Le minibus longeait la rivière, bordant des paysages de steppes. Des femmes marchaient au bord de la route, portant leurs enfants endormis dans leurs bras. Au cours du voyage, Keira m'en apprit un peu plus sur les chamanes et la visite qui nous attendait.
– Le chamane est un guérisseur, un sorcier, un prêtre, un magicien, un devin, voire un possédé. Il est chargé de traiter certaines maladies, de faire venir le gibier ou faire tomber la pluie, parfois même de retrouver un objet perdu.
– Dis-moi, ton chamane, il ne pourrait pas nous diriger directement sur notre fragment, cela éviterait d'aller voir cet Egorov et ça nous ferait gagner du temps.
– Je vais y aller seule !
Le sujet était sensible et la plaisanterie n'était pas de mise. J'écoutai donc attentivement ce qu'elle m'expliquait.

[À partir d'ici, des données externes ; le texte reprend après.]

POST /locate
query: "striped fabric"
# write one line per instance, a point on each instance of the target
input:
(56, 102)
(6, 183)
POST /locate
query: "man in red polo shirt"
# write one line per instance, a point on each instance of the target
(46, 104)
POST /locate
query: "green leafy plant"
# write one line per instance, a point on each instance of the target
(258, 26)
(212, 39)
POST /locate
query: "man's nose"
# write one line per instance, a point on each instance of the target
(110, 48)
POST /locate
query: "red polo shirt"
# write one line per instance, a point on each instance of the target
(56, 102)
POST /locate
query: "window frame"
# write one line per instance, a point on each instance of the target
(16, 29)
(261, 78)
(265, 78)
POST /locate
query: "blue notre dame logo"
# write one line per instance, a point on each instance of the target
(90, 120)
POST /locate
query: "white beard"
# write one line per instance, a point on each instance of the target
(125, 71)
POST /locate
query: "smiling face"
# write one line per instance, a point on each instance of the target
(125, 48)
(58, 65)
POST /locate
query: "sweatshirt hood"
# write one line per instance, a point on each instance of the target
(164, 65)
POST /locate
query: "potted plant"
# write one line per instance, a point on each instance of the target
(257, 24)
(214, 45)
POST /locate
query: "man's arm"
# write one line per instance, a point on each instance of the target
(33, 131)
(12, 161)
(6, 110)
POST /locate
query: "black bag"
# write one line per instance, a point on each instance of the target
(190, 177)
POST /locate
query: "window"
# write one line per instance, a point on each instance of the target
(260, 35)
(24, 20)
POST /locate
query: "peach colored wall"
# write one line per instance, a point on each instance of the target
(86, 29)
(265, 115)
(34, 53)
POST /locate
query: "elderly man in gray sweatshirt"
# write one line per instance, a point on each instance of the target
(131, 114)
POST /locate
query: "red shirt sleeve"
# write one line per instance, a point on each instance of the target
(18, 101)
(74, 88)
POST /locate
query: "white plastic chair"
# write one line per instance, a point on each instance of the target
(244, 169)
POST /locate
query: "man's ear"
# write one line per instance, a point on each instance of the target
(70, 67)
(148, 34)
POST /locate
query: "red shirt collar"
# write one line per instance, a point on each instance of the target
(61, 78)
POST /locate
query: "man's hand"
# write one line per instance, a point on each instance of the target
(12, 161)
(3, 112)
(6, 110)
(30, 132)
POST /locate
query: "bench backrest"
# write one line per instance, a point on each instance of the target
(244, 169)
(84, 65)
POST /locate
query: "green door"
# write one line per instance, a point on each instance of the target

– Pour entrer en contact avec les esprits, le chamane se met en transe. Ses convulsions témoignent qu'un esprit est entré dans son corps. Lorsque sa transe s'achève, il s'écroule et entre en catalepsie. C'est un moment intense pour l'assemblée, il n'est jamais sûr que le chamane retourne parmi les vivants. Lorsqu'il revient à lui, il raconte son voyage. Parmi ses voyages, il y en a un qui devrait te plaire, celui que le chamane fait vers le cosmos. On l'appelle le vol magique. Le chamane côtoie le « clou du ciel » et passe au travers de l'étoile Polaire.
– Tu sais que nous avons juste besoin d'une adresse, nous pouvons peut-être nous contenter de lui demander un service réduit.
Keira se tourna vers la vitre du bus, sans plus m'adresser la parole.